Na primeira temporada foi a vez de assistir a saga e Nora (interpretada por Sally Field), a esposa que gosta de opinar sobre tudo, dirigir toda verve intempestiva sobre Holly (Patricia Wettig) a amante de seu falecido marido e transformar a família em uma amalgama de fofocas que não consegue para de se disseminar. E todos se intrometem na vida de todos da mesma forma como acontece com as grandes famílias contemporâneas. Brothers And Sisters, série americana recheada de melodrama que tem conquistado uma legião de fãs volta às telinhas e já no primeiro capitulo traz uma espécie de regressão: todos estão na mansão Walker onde, como há extos um ano, será comemorado o aniversário de Kitty (Calista Flockhart), que, como sempre, não tem se relacionado muito bem com a mãe.

Essa segunda temporada traz ao espectador experiência que foram apenas descritas no primeiro ano da série. O sofrimento de Nora em relação a Justin (Dave Annable) agora deixa de ser apenas lembranças do passado. O moçoilo está e fato no Afeganistão em luta ao lado dos soldados americanos e não dá notícias a três semanas. Os dias ganham corpo, se passam, e a tensão criada em torno desse episódio conduz toda a narrativa da série que se divide em mostrar uma mãe com a cabeça no oriente e uma filha em campanha para que seu noivo, tão republicano quanto Bush e MacCain, seja eleito presidente dos EUA.

De um lado, Kitty se desdobra com as obrigações de campanha e a necessidade que rodeia as fêmeas: procriar. Ela luta para não ter seu brilhantismo profissional enquanto jornalista não se ofuscar ante o bom discurso do marido. E o resto da temporada se desenrolam sub-dramas que sobem e descem conforme o humor de cada personagem. O pior embate fica com Sarah que sofre uma dura rejeição do ex-marido e com sérios problemas na empresa da família que acaba quase por pedir falência; Kevin perde o namorado para uma missão evangélica na Malásia e acaba voltando para Scotty (com um lindo desfecho); Tommy sofre com a mulher deprimida com a perda do filho e acaba se rendendo a necessidade de uma amante; tio Saul que sempre foi um personagem para lá de coadjuvante volta ao foco da trama ao revelar sua verdadeira opção sexual.

Fim de uma era
Depois da polémica que resultou no fim da participação de Isaiah Washington de Grey’s Antomy, eis que o criador de Brothers and Sisters, Jon Robin Baitz também foi retirado do comando da trama ainda no começo deste ano. Tudo começou com discussões entre criador e executivos da ABC que chegaram a estender-se ao elenco. Contudo, a razão que levou Baitz a abandonar a série – citando-o, “Existe uma grande diferença entre ser despedido e demitir-me” (declarou à Reuters) – foi a discordância no que tocava ao desenvolvimento da série e das suas storylines.

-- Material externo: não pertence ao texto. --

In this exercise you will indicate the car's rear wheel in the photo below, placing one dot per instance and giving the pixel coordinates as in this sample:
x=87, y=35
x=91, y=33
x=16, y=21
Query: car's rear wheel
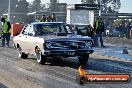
x=40, y=58
x=22, y=54
x=83, y=59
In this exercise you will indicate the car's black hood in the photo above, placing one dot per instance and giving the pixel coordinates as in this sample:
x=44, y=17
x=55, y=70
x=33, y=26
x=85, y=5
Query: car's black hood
x=66, y=38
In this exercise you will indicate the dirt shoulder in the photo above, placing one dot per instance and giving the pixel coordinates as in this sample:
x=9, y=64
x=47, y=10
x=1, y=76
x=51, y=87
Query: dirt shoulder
x=9, y=80
x=119, y=42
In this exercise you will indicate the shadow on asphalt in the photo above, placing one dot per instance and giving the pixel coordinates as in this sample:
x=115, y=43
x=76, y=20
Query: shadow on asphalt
x=3, y=86
x=114, y=66
x=64, y=62
x=99, y=65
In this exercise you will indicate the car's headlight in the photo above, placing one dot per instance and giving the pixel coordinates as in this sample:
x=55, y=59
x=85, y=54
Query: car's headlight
x=88, y=44
x=48, y=45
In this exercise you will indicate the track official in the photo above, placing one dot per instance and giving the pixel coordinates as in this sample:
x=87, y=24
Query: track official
x=6, y=32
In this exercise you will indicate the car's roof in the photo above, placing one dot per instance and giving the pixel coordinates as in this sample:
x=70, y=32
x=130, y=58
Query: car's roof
x=36, y=23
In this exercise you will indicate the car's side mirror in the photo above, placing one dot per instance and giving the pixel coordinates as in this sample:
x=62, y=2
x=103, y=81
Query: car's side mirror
x=30, y=34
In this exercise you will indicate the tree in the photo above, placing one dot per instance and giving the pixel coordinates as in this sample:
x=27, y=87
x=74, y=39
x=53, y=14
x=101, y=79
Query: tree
x=53, y=5
x=22, y=9
x=108, y=6
x=36, y=5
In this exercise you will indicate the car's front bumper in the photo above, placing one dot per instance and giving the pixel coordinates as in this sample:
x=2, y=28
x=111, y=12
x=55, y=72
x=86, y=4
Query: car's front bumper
x=67, y=53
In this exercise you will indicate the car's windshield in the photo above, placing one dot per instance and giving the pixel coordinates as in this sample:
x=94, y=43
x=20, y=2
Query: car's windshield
x=43, y=29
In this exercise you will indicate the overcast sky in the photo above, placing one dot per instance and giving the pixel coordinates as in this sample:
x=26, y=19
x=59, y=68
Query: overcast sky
x=126, y=6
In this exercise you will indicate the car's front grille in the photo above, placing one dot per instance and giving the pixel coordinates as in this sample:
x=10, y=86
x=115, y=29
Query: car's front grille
x=66, y=45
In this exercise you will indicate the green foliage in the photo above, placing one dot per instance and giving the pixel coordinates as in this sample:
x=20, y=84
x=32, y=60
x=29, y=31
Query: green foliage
x=4, y=6
x=108, y=6
x=36, y=5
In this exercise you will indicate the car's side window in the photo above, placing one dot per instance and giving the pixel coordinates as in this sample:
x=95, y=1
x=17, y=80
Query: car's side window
x=31, y=31
x=25, y=30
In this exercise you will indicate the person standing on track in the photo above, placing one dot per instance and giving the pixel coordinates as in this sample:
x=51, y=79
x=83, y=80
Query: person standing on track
x=99, y=29
x=6, y=32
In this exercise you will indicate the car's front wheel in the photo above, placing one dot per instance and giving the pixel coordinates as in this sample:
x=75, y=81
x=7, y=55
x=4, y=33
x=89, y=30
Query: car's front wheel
x=40, y=58
x=83, y=59
x=22, y=54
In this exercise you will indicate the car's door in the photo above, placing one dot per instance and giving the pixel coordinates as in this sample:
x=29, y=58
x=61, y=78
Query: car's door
x=23, y=38
x=31, y=40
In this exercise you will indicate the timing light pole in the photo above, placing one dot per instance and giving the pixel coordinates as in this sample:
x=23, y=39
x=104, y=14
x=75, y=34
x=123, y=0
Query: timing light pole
x=100, y=7
x=9, y=10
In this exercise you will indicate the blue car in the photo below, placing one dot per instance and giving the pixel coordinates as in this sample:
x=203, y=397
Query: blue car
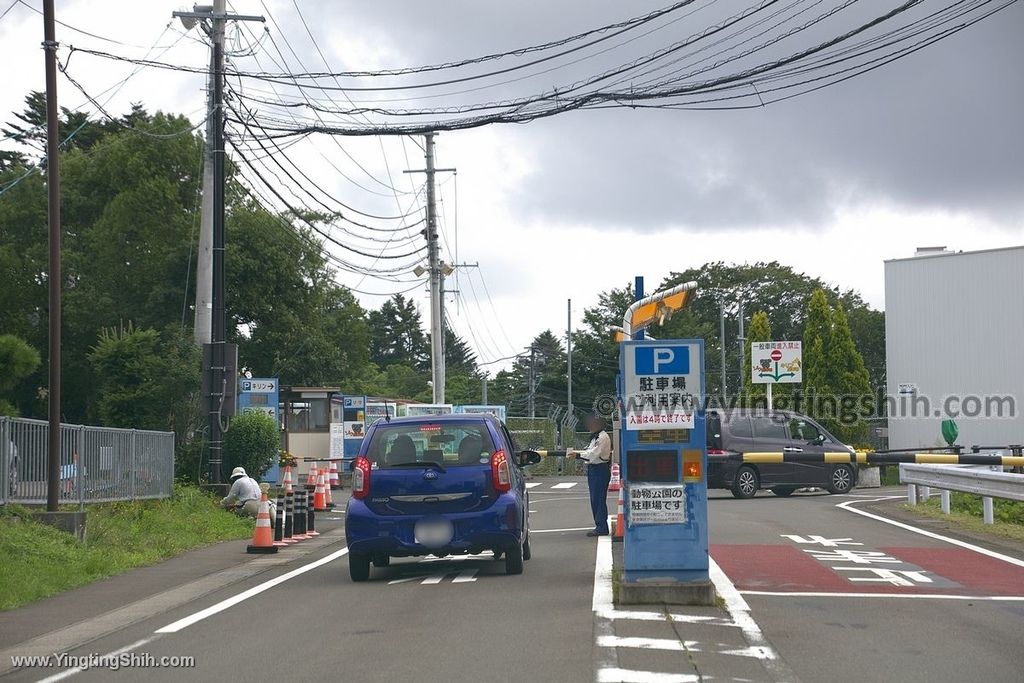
x=444, y=484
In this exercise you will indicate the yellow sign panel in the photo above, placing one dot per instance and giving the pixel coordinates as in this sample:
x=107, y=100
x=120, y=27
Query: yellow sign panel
x=650, y=312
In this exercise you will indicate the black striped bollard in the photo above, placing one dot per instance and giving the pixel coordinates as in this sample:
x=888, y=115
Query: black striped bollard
x=279, y=522
x=290, y=517
x=310, y=524
x=300, y=515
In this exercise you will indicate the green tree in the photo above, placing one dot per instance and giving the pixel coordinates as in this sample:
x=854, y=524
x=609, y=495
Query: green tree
x=17, y=360
x=848, y=378
x=760, y=330
x=252, y=441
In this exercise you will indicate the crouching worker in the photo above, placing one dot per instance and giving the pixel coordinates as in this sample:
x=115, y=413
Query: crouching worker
x=244, y=496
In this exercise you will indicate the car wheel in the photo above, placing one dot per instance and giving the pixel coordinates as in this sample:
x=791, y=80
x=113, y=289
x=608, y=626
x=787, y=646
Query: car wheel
x=842, y=480
x=747, y=482
x=358, y=566
x=513, y=559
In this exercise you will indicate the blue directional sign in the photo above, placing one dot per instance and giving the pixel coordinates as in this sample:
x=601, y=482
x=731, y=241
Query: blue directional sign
x=664, y=461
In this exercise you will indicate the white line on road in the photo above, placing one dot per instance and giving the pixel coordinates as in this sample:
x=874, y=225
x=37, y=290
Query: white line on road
x=930, y=535
x=68, y=673
x=740, y=613
x=252, y=592
x=633, y=676
x=888, y=596
x=605, y=658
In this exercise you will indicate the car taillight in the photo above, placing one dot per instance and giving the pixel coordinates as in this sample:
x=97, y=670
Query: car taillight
x=360, y=477
x=500, y=472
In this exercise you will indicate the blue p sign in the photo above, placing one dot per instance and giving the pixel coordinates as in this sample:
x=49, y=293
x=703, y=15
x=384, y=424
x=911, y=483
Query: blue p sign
x=663, y=359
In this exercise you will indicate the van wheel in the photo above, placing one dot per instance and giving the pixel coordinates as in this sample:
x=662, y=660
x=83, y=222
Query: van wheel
x=842, y=479
x=513, y=559
x=747, y=482
x=358, y=566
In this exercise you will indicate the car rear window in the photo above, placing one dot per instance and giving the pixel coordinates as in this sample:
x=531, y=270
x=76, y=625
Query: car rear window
x=451, y=443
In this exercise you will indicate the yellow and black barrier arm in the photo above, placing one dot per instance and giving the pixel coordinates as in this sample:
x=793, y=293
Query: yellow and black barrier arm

A visão que Baitz tinha para a série é bastante diferente daquela dos executivos da estação televisiva americana: enquanto ele queria desenvolver as histórias de modo a dar mais ênfase às personagens de Sally Field e Patty Wettig – que, na série, interpretam Nora e Holly, respectivamente -, ao mesmo tempo que criar histórias mais dramáticas e maduras, eles queriam que a série focasse as personagens mais jovens e que se ficasse por um tom agridoce, onde o humor seria uma constante e, assim, o produto final agradasse a um público mais vasto. Por isso, não tendo possibilidade de se fazer impor, e não querendo escrever os episódios de uma forma que não correspondia à sua visão, Baitz optou por sair – fato esse que pode muito bem influenciar não só a qualidade dos próximos episódios, como também a longevidade da série.